Por sinal, esse elemento da viagem no tempo conecta o espectador brasileiro um pouco mais com “Aloners”. É curioso perceber que a sociedade daquele país convive, em alguma medida, com uma depressão pós-Copa do Mundo, um evento de trinta dias que nos faz acreditar que é possível viver em festa, celebrando a união dos povos e que o futuro nos trará bons frutos com os proveitos econômicos. Também fomos enganados por aqui em 2014.
Jina não quer saber de qualquer nuance na prestação de seu serviço. Ela apenas quer colocar os fones de ouvido e tirar até que sua comida congelada fique pronta no micro-ondas para ela trocar o smatphone pela TV da quitinete. Ela deixará para buscar perspectiva (sabe-se lá do que) no que (ainda) chamamos de férias. Na sua casa, a notícia assustadora de que foi incapaz de perceber por dias a morte de um vizinho, parece abalá-la menos do que o encontro (ou reencontro) com o novo morador.
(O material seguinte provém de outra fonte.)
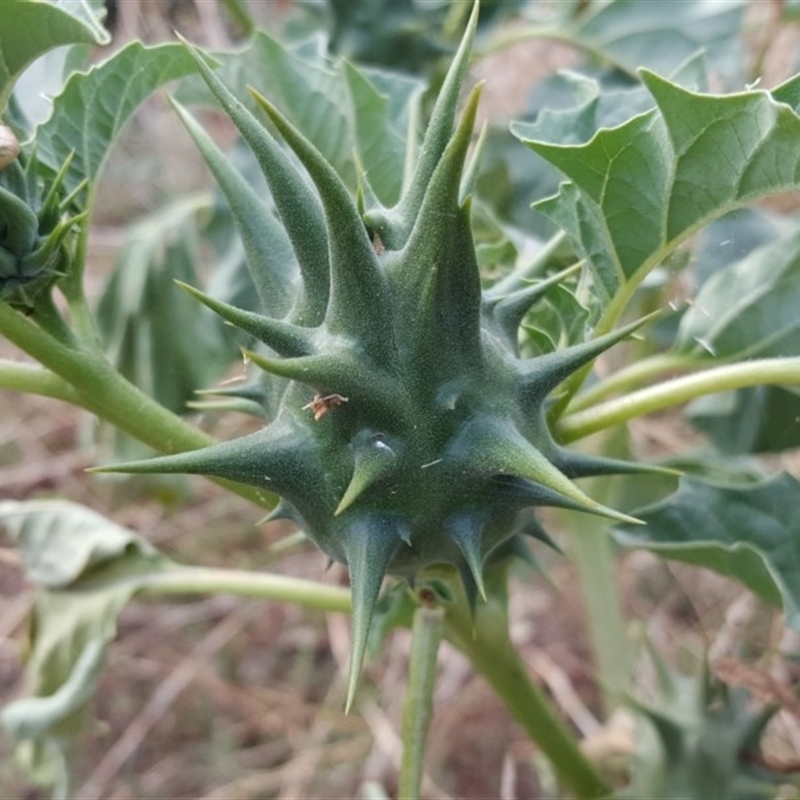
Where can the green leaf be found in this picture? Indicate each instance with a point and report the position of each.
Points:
(749, 308)
(761, 419)
(751, 534)
(633, 192)
(630, 34)
(94, 106)
(155, 334)
(30, 28)
(352, 115)
(88, 568)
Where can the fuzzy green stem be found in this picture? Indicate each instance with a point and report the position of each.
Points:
(418, 707)
(102, 390)
(631, 377)
(676, 391)
(486, 643)
(592, 553)
(33, 379)
(246, 583)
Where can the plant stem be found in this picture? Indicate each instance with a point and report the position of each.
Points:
(102, 390)
(207, 580)
(592, 552)
(678, 390)
(31, 378)
(418, 706)
(486, 643)
(630, 377)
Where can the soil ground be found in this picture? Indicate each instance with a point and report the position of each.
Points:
(219, 698)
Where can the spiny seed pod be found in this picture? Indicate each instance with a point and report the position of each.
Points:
(34, 227)
(410, 432)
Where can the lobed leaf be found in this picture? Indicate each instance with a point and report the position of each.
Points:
(32, 28)
(94, 106)
(637, 190)
(630, 34)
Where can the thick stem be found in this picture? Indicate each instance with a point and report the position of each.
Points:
(678, 390)
(245, 583)
(631, 377)
(103, 391)
(592, 552)
(33, 379)
(486, 643)
(418, 706)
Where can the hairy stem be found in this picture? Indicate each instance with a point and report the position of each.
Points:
(418, 706)
(486, 643)
(99, 388)
(676, 391)
(246, 583)
(32, 379)
(631, 377)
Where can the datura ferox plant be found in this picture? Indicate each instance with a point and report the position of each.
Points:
(410, 431)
Seu pai é o contraponto de um choque geracional em curso. Acostumado com a socialização, ele carrega consigo planos para quando o respeitoso período de luto se encerrar. Fugindo da subjetividade do julgamento sobre sua pessoa, fica nítido seu receio em gerar desconforto na filha. Por isso inventa supostas crises de saúde que o levam para um hospital, enquanto fala com Jina da sala de sua casa. Para ele, não é possível existir laços unidos à distância. Não compreende como a jovem quer abdicar de qualquer convívio, talvez porque a toxicidade dos contatos humanos do emprego dela não sejam mensuráveis para ele. Ele quer atenção e, como consequência, interpreta mal o que vê como frieza da moça.
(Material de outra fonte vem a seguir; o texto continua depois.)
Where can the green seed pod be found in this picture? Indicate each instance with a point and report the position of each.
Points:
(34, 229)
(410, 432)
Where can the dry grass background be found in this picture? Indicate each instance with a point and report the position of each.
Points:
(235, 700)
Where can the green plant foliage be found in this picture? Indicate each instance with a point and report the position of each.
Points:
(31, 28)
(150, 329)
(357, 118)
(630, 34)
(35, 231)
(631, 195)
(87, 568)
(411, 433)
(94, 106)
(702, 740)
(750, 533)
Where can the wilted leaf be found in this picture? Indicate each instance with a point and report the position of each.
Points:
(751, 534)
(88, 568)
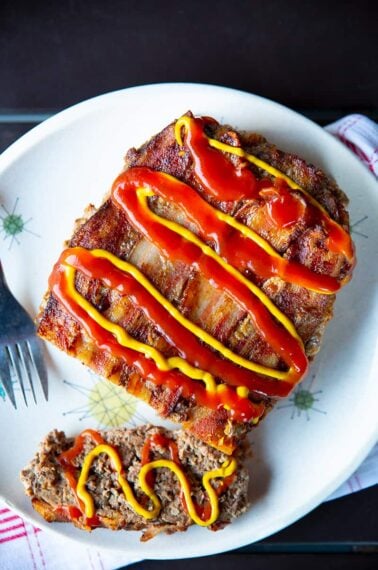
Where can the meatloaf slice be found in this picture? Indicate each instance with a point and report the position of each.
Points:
(54, 497)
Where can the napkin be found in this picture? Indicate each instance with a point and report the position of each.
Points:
(26, 547)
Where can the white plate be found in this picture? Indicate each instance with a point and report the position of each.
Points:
(310, 443)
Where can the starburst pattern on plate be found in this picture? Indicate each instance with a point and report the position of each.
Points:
(13, 224)
(108, 404)
(303, 401)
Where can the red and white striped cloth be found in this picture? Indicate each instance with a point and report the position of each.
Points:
(25, 547)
“Aloners” é uma estreia excepcional de uma realizadora que coloca as atuais dores do mundo no papel e na tela. Pelo mesmo dispositivo que vemos a existência de Jina se dilacerar, fruímos de uma obra que se alia à forma unipessoal de distribuição audiovisual que, por tabela, critica. Não há qualquer problema nisso. Aliás, que bom seria que o tempo dedicado a este consumo fosse direcionado para criações como esta. Por fim, é possível que o texto seja quase tão divagante quando as sensações do filme. É possível, inclusive, que a causa seja a inviabilidade de focar no que importa, algo que a mistura de pressão externa com a nossa ansiedade de cada dia nos traz.